Até recentemente a avaliação geral de boa parte da imprensa de economia e especializada em negócios era de que o IPO da WeWork poderia alcançar a trepidante soma de 47 bilhões de dólares.
A empresa, vamos lembrar, se dedicava ao negócio de co-sharing de espaços comerciais, mas tinha ambições maiores, de “elevar a consciência do mundo” e promover o ideal de que “viver uma vida consciente significa escolher viver de forma proativa e com propósito”. Através de sua holding We Company, e de diversas extensões de marca, como uma escola elementar chamada WeGrow, o hotel butique We Sleep, um sistema de serviços financeiros chamado WeBank e um iate charter conhecido como WeSail. Mas, no fundo, se tratava de um negócio de aluguel de escritórios.

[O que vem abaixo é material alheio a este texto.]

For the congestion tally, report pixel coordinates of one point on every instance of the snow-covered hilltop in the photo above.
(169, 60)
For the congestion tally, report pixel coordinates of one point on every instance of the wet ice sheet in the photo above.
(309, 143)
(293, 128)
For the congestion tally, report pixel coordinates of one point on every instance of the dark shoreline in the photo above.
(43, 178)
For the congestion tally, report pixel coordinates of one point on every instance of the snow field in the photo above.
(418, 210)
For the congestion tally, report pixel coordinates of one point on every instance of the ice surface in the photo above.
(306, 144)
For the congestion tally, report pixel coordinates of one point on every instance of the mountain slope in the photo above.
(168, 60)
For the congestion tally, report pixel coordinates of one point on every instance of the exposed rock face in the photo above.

No final, dois ou três artigos bem colocados de críticos desse processo alucinado que gera os “unicórnios” e viscerou a realidade de que a empresa fazia 200 mil dólares por hora de prejuízos e precisava levantar rapidamente de 3 a 4 bilhões de dólares para cobrir o buraco aberto por suas maluquices. Seu fundador, Adrian Neumann, afastou-se da empresa e a situação agora é de ver onde tudo isso vai dar.
Estranhamente, pelo que se sabe, o que havia de sólido no negócio, que eram algumas valiosas propriedades imobiliárias em cidades como Londres ou Nova York, na verdade pertencia à rica família de Neumann.

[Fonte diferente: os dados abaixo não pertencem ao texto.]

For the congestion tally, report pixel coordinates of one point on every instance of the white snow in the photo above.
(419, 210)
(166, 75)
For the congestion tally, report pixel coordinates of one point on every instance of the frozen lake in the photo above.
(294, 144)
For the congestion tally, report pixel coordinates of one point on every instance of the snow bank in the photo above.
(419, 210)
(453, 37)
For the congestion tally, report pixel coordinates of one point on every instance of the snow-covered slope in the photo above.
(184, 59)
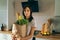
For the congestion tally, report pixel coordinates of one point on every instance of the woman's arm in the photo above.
(31, 34)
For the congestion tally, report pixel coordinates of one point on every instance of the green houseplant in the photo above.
(20, 25)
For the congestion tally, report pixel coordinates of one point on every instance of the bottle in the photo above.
(2, 28)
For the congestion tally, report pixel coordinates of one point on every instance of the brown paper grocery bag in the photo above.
(19, 29)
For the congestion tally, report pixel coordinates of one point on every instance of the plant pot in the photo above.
(19, 29)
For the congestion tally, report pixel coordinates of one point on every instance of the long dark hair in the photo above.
(30, 18)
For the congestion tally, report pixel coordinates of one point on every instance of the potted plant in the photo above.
(20, 26)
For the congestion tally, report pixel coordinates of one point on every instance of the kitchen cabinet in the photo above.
(5, 36)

Essa é uma situação limite, de fato, mas expressa bem o fenômeno da criação de valor descolado da realidade, no qual muitas organizações entraram, em busca do pote de ouro de um IPO milionário, que deixa os seus fundadores, primeiros investidores e executivos igualmente ricos, mas no fundo reparte sonhos mal construídos com uma massa de investidores que apostam em fórmulas disruptivas. Algumas, como se sabe, deram muito certo e estão mudando o mundo.
Caso da Amazon, Google e Salesforce, que demoraram para dar lucro, mas, quando deram, criaram um universo à parte. Outras, como o Facebook, aparentemente estão dando muito certo, mas carregam tantos problemas que talvez não resistam às ondas e vendavais que estão se abatendo sobre elas. Há as que, apesar de seu sucesso de uso e “audiência”, como o Twitter, ainda não encontraram uma fórmula de monetizar esse sucesso.
Há casos muito falados, mas pouco ou nada rentáveis, que estão navegando em mares revoltos e instáveis, como a Netflix, que está no topo da onda do streaming, ao custo de uma dívida de 12 bilhões de dólares, que sua receita simplesmente não tem como pagar e na iminência de entrar na maior batalha de marketing de todos os tempos; ou a Uber, que desde seu IPO, em maio último, está sendo negociada 30% abaixo do preço; ou a Lyft, que caiu mais de 40% desde março. Tem também a Airbnb, que continua sendo uma promessa maior que a realidade e ainda não fez seu IPO; e a Tesla, que como empresa de carros e de sonhos maiores, caso de sua divisão aeroespacial, no fundo é uma excelente empresa de geração e armazenamento de energia.
Ou, até, o nosso maior “unicórnio”, o Nubank, que não pára de buscar recursos no mercado, para sustentar os negócios com 13 milhões de pessoas em todo o Brasil, sendo 70% delas com menos de 36 anos – o resultado é que seu prejuízo subiu para R$ 139,5 milhões no primeiro semestre de 2019, bastante superior aos R$ 50 milhões no mesmo período de 2018; mas a receita bruta, em compensação, dobrou, para R$ 1 bilhão. O que esses casos têm em comum é a promessa de revolucionar completamente seus mercados. O que tem sentido, maior ou menor, dependendo da situação, é sua capacidade de dar um sentido novo a velhas práticas e saber como tecer a modernidade entremeada com o tradicional.